Ecco, con una piccola aggiunta possiamo intendere qualsiasi "programma" (intelligenza artificiale inclusa) come una serie di istruzioni per consentire a un meccanismo di fare quello che vogliamo faccia. Teoricamente quindi si tratta di un "ideale" rapporto d'amore, perché non ci sono misteri circa il meccanismo o quello che ci aspettiamo dalle istruzioni e se qualcosa non funziona sicuramente è un errore che si trova nella ferraglia o nelle istruzioni.

Tutto a posto? Finché parliamo di cose come cellulare, forse. Parliamo in fondo di una "scala di problemi" ancora affrontabile.

Ma cosa accade se un esperto di schermate blu che fingeva di spacciare programmi scritti col culo dall'aspetto estremamente affascinate, come "l'ultimo ritrovato della tecnologia", si mettesse a pensare la tua biologia corporea come fosse un cellulare?

Approfondisco per chiarire meglio il concetto. Se consideriamo la biologia come un insieme straordinario di meccanismi increbilimente sofisticati e quindi passibili (facilmente) di errori, soprattutto se l'ambiente non è ideale, ma che tende (da sola) alla perfezione, non è proprio proprio la stessa cosa di considerarli un cumulo potenzialmente infinito di errori che si replicano senza soluzione di continuità.

Se vivo la dimensione di un industria che fa soldi con gli errori che io stesso introduco per rendere illusorio un certo miglioramento che è certamente di sostanza e interessa certamene anche l'hardware e il software ma che non poggia su questo le sue migliori speranze economiche, quanto nella moda con cui rivesto l'estetica che rende accattivante la "novità" e nelle "possibilità secondarie" che gli errori (più la tecnologia è complessa più e facile nascondere un numero superiore di errori più o meno voluti e pianificati da cui poi l'untente finale dipende) discuidono dal momento che "obbligano" a successivi interventi, fideizzando un rapporto che altrimenti sarebbe a solo uso e consumo dell'utente finale e per renderlo dipendente da me, dai miei prodotti e servizi, allora la valutazione da fare con i farmaci per la manipolazione genetica potenzialmente genotossici è tutta un altra.

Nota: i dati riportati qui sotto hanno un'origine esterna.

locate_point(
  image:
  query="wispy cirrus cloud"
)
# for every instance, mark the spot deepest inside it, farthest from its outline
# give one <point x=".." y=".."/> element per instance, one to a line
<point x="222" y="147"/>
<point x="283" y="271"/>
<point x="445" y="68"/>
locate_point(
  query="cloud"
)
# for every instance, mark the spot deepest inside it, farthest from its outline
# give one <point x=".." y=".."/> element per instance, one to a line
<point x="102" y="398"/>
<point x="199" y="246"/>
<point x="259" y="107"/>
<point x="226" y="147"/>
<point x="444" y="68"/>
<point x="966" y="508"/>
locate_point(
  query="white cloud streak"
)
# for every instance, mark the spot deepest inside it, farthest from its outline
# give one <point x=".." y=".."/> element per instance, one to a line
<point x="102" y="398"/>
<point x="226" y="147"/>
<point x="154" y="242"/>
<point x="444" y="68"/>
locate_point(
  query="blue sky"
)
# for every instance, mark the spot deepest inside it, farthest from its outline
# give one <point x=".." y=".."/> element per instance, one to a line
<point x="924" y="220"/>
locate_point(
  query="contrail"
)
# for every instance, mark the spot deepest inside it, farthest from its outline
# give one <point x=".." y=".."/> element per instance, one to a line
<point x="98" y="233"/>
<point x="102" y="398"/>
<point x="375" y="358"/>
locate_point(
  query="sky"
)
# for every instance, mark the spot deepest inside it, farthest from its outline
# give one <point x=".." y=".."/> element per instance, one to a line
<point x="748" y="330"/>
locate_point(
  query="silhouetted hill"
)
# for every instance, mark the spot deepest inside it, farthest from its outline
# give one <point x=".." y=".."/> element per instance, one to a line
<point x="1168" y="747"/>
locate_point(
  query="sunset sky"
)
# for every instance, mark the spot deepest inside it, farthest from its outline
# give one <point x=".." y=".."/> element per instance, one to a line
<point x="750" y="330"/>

Non basta richidere una sicurezza farmacologica, perché non siamo davanti a semplice farmacopea. Ma al tenantaivo (rozzo, MOLTO rozzo) volutamente confuso di modellare la genetica celluare perché faccia quello che un altro vuole fargli fare.

Allo stesso modo un cellulare scarica APP di cui non sappiamo praticamente nulla. Dobbiamo fidarci di gente che ha passato la vita a fare soldi sulle schermate blu perché riprogrammino le nostre cellule? Dobbiamo fidarci del fatto che nel tentativo di "aggiornare" la nostra biologia cellulare per fargli fare qualsivoglia cosa, sia temporanea che permanente, la qualsivoglia cosa sia affidata "senza regolamentazioni di sorta" a qualcuno che ha dimostrato senza dubbio che il suo interesse è unicamente sfruttare biecamente farci su il suo successo personalissimo? Dobbiamo anche se sappiamo che la sua posizione sociale gli da una libertà d'azione e di potenziale danno che fatichiamo anche solo a immaginare?

Dobbiamo fidarci forse dell'apparato militare biomedico che lo sostiene, come i suoi tirapiedi e collaboranti vari, alla Fauci e Stoltenberg, solo perché "ci salvano" dai loro stessi errori?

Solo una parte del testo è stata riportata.